Wednesday 27 August 2008

Paxman on the plight of the middle class white man.

Renowned journalist and TV presenter Jeremy Paxman - best known for asking the same question a dozen times - has highlighted the desperate struggle of the middle-class white man in the television industry.

In a interview at the Edinburgh festival, Paxman, who reportedly gets by on a £1.1 million salary, suggests that any men trying to break into TV should "give up all hope" and that being a white middle-class male was "the worst thing" you could be in the industry.

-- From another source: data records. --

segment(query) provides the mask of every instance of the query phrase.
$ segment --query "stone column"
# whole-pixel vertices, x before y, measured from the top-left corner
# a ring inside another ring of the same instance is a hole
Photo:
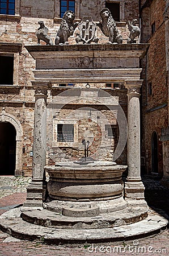
[[[126,200],[132,203],[144,199],[144,185],[140,176],[140,89],[142,80],[125,80],[128,89],[128,175],[125,184]],[[141,200],[143,203],[143,201]],[[146,203],[145,201],[143,201]]]
[[[44,167],[46,162],[47,98],[49,82],[32,81],[35,89],[32,178],[27,188],[24,207],[42,206],[46,192]]]

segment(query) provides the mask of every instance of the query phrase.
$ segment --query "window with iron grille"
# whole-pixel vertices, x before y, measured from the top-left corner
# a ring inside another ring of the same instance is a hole
[[[15,15],[15,0],[0,0],[0,14]]]
[[[0,55],[0,84],[13,85],[14,56]]]
[[[69,10],[75,13],[74,0],[61,0],[60,2],[60,17],[62,18],[66,11]]]
[[[57,125],[57,141],[60,142],[74,141],[74,125]]]

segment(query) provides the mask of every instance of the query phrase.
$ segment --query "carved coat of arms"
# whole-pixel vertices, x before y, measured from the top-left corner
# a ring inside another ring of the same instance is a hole
[[[76,42],[82,42],[83,44],[90,44],[94,42],[98,43],[99,39],[95,36],[96,24],[91,17],[83,17],[79,24],[79,32],[76,38]]]

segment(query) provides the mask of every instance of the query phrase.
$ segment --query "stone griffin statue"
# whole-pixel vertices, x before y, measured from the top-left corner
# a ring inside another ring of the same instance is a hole
[[[136,41],[134,40],[134,38],[136,36],[138,36],[138,38],[140,34],[140,29],[138,27],[136,26],[136,23],[137,22],[137,19],[134,19],[130,23],[129,20],[128,20],[128,28],[130,31],[130,35],[127,40],[128,44],[132,44],[136,43]]]
[[[48,32],[48,28],[45,26],[43,21],[39,21],[39,24],[40,27],[38,28],[36,32],[36,36],[37,38],[37,43],[40,44],[40,40],[44,41],[47,44],[53,46],[53,43],[50,36],[47,34]]]
[[[97,23],[102,31],[106,36],[108,36],[108,43],[122,44],[122,35],[119,33],[116,23],[108,8],[104,8],[100,11],[102,20]]]
[[[69,44],[68,38],[73,35],[79,22],[73,23],[74,14],[72,11],[66,11],[63,16],[60,27],[55,39],[55,44]]]

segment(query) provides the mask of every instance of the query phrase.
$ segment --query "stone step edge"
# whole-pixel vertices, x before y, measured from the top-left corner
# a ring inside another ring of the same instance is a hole
[[[141,238],[159,233],[167,228],[168,221],[159,214],[150,214],[146,220],[132,224],[112,228],[95,229],[59,229],[42,227],[24,221],[16,209],[0,217],[0,229],[3,232],[21,240],[54,245],[108,242]],[[18,214],[18,216],[17,216]],[[4,216],[3,216],[4,215]]]

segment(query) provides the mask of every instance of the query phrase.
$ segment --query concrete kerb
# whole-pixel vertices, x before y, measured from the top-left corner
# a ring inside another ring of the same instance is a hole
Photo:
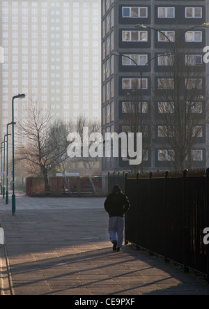
[[[15,295],[10,264],[5,245],[0,246],[0,292],[1,295]]]

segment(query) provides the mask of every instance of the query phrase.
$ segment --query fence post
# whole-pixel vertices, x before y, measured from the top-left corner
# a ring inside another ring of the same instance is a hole
[[[164,174],[164,260],[166,263],[169,263],[170,261],[167,258],[167,178],[169,176],[169,172],[166,171]]]
[[[150,250],[150,228],[151,228],[151,179],[153,177],[153,172],[150,172],[150,181],[149,181],[149,238],[148,238],[148,243],[149,243],[149,255],[153,255],[153,253],[151,252]]]
[[[188,273],[189,268],[187,267],[187,260],[189,256],[189,243],[188,238],[188,188],[187,188],[187,176],[188,169],[183,170],[183,264],[184,272]]]
[[[206,225],[209,227],[209,168],[206,169]],[[209,244],[206,246],[207,282],[209,284]]]
[[[124,186],[124,193],[126,195],[126,181],[127,181],[127,174],[125,173],[124,174],[123,173],[123,176],[125,176],[125,186]],[[125,245],[127,245],[128,244],[128,241],[126,239],[126,235],[127,235],[127,214],[125,214]]]

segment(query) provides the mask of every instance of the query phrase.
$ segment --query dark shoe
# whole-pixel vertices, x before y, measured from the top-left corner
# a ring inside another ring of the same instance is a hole
[[[117,244],[118,244],[118,243],[117,243],[117,241],[114,241],[114,243],[113,243],[113,248],[112,248],[112,250],[114,250],[114,251],[116,251],[117,250]]]

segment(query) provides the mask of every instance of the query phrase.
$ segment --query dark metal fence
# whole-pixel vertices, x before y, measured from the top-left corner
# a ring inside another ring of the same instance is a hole
[[[203,241],[209,227],[209,169],[121,178],[131,204],[125,241],[182,264],[185,271],[202,273],[209,282],[209,245]]]

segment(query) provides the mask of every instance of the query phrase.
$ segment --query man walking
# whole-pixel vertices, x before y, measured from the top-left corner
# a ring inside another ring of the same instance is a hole
[[[113,250],[120,251],[123,239],[123,215],[130,208],[127,197],[121,191],[119,186],[114,186],[112,193],[104,202],[104,209],[109,213],[109,240],[113,243]],[[118,236],[118,239],[116,237]]]

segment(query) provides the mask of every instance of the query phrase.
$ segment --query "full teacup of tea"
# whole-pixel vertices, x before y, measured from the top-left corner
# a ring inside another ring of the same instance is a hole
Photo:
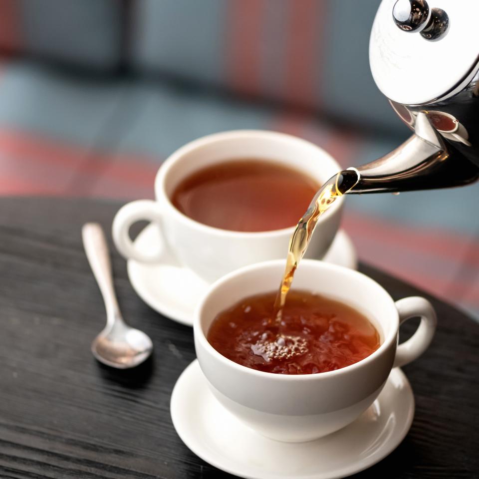
[[[271,312],[284,266],[257,263],[212,285],[195,314],[195,345],[223,406],[264,436],[301,442],[365,411],[391,368],[427,348],[436,318],[423,298],[395,302],[361,273],[306,259],[278,323]],[[400,324],[416,316],[418,329],[398,346]]]
[[[208,282],[259,261],[283,257],[298,219],[316,189],[341,169],[309,142],[270,131],[225,132],[175,152],[155,182],[156,200],[128,203],[113,225],[126,258],[174,262]],[[308,248],[321,258],[339,228],[343,200],[319,220]],[[135,222],[161,232],[155,250],[131,240]]]

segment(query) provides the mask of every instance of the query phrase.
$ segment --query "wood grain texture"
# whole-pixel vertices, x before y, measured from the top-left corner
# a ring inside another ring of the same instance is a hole
[[[80,229],[97,221],[109,235],[119,206],[0,200],[2,478],[229,477],[191,453],[172,425],[172,389],[195,357],[191,329],[143,303],[116,253],[120,307],[130,324],[151,337],[154,354],[135,370],[117,371],[90,352],[105,312]],[[377,270],[362,269],[395,299],[422,294]],[[438,313],[437,334],[424,355],[404,368],[416,400],[412,428],[389,457],[355,477],[479,477],[479,325],[430,299]]]

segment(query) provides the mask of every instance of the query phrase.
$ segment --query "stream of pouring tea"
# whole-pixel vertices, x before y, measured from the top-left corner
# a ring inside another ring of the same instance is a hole
[[[294,271],[303,257],[311,239],[314,227],[321,216],[336,198],[352,190],[359,179],[355,169],[344,170],[330,178],[314,195],[306,213],[298,222],[289,240],[286,268],[274,301],[273,318],[281,321],[286,297],[293,281]]]

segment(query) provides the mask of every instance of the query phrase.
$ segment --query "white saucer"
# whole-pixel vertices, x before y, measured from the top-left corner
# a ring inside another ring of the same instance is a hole
[[[399,445],[413,421],[414,398],[396,368],[378,399],[352,424],[316,441],[282,443],[254,432],[227,411],[195,360],[177,381],[170,411],[183,442],[219,469],[248,479],[338,479],[375,464]]]
[[[135,245],[145,252],[155,251],[162,240],[157,228],[147,226],[135,240]],[[168,317],[193,326],[195,308],[209,284],[191,270],[176,264],[128,261],[128,277],[133,288],[153,309]],[[340,230],[323,260],[356,269],[356,250],[349,237]]]

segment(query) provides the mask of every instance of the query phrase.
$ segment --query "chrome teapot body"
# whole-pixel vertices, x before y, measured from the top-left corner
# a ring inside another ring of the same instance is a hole
[[[479,178],[479,45],[467,31],[479,2],[432,1],[444,8],[430,8],[425,0],[383,0],[378,9],[371,71],[414,134],[358,168],[350,193],[447,188]],[[469,42],[462,49],[465,38]]]

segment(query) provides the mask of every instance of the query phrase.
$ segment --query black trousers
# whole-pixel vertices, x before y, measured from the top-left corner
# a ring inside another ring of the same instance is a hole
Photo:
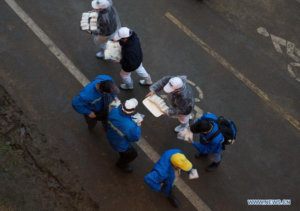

He is right of course. It is hard to spot a middle-class white male fronting the shows on our box these days. Except on Newsnight. Oh - and BBC News, Channel 4 News, ITV News, Question Time, The Daily Politics, The One Show, University Challenge, Have I Got News For You, Mock The Week, Would I Lie To You, Who Wants To Be a Millionaire, The Graham Norton Show, The Sunday Night Project, The X-Factor, Eggheads, Rogue Traders, Masterchef, Match of the Day, Top Gear, etc.

And as for the management - well white men are all but obsolete. As long as you overlook Mark Thompson, Mark Byford, Andy Duncan, John Smith, Mark Sharman, Jeremy Darroch, James Murdoch, etc.

He is not the first high profile TV figure to raise the issue. Back in 2002 Michael Beurk (during a rant on a channel 5 show that gave celebs a chance to rant) similarly claimed that "all the big jobs in broadcasting are held by women" and that a "shift" in the balance of power between the sexes had gone too far.

A few years later TV astronomer Patrick Moore told the world how he yearned for the good old days when men read the news, went as far as to say he had stop watching Star Trek because they "went PC" by making "women commanders" and then pulled out all the stops by blaming women for the rise of everything from soap operas to quizzes.